The newest coronavirus case figure is a significant increase from early last week, when officials on Monday reported 3,258 new cases.

Cases spiking

In L.A. County, new coronavirus cases dramatically increased in the lead-up to Christmas.

On Tuesday, 3,052 new cases were reported; on Wednesday, 6,509; Thursday, 8,633; Friday, 9,988; Saturday, 11,930; and Sunday, 8,891. And officials warned that those eye-popping counts over the weekend are actually an undercount because of delays in reporting over the holiday.

At its peak during last winter’s surge, L.A. County was averaging about 16,000 new coronavirus cases a day. But the latest wave could easily top that, Ferrer said.

“If our case numbers continue to increase at a rapid pace over this next week, we could be looking at case numbers we have never seen before — well over 20,000 cases a day by the end of this year,” she said Wednesday.

The percentage of coronavirus tests in Los Angeles County coming back positive has risen dramatically.
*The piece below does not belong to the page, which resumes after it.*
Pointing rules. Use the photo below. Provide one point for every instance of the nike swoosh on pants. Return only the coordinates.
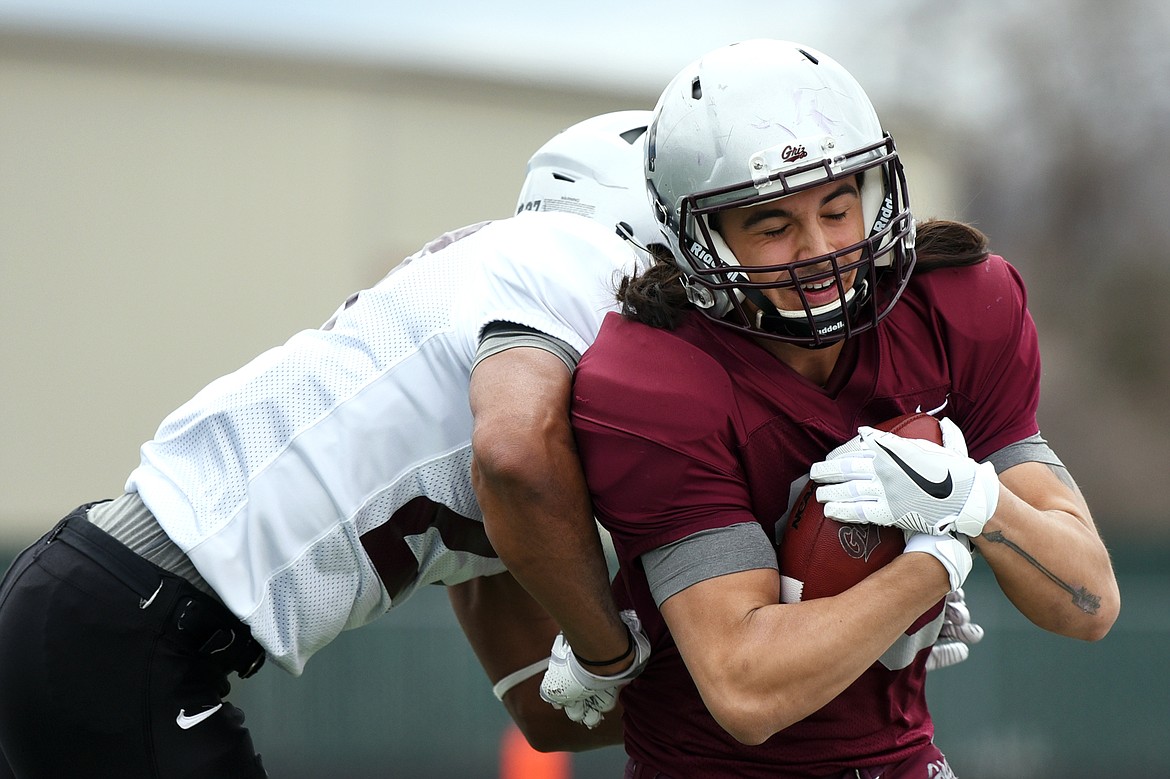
(186, 722)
For the seven-day period that ended Sunday, 10.8% of coronavirus tests had positive results. By comparison, for the seven-day period that ended on Dec. 20, 3.4% of tests returned positive results.

According to data released Thursday by the California Department of Public Health, at least three state health systems have reported that Omicron appears to account for 50% to 70% of new cases.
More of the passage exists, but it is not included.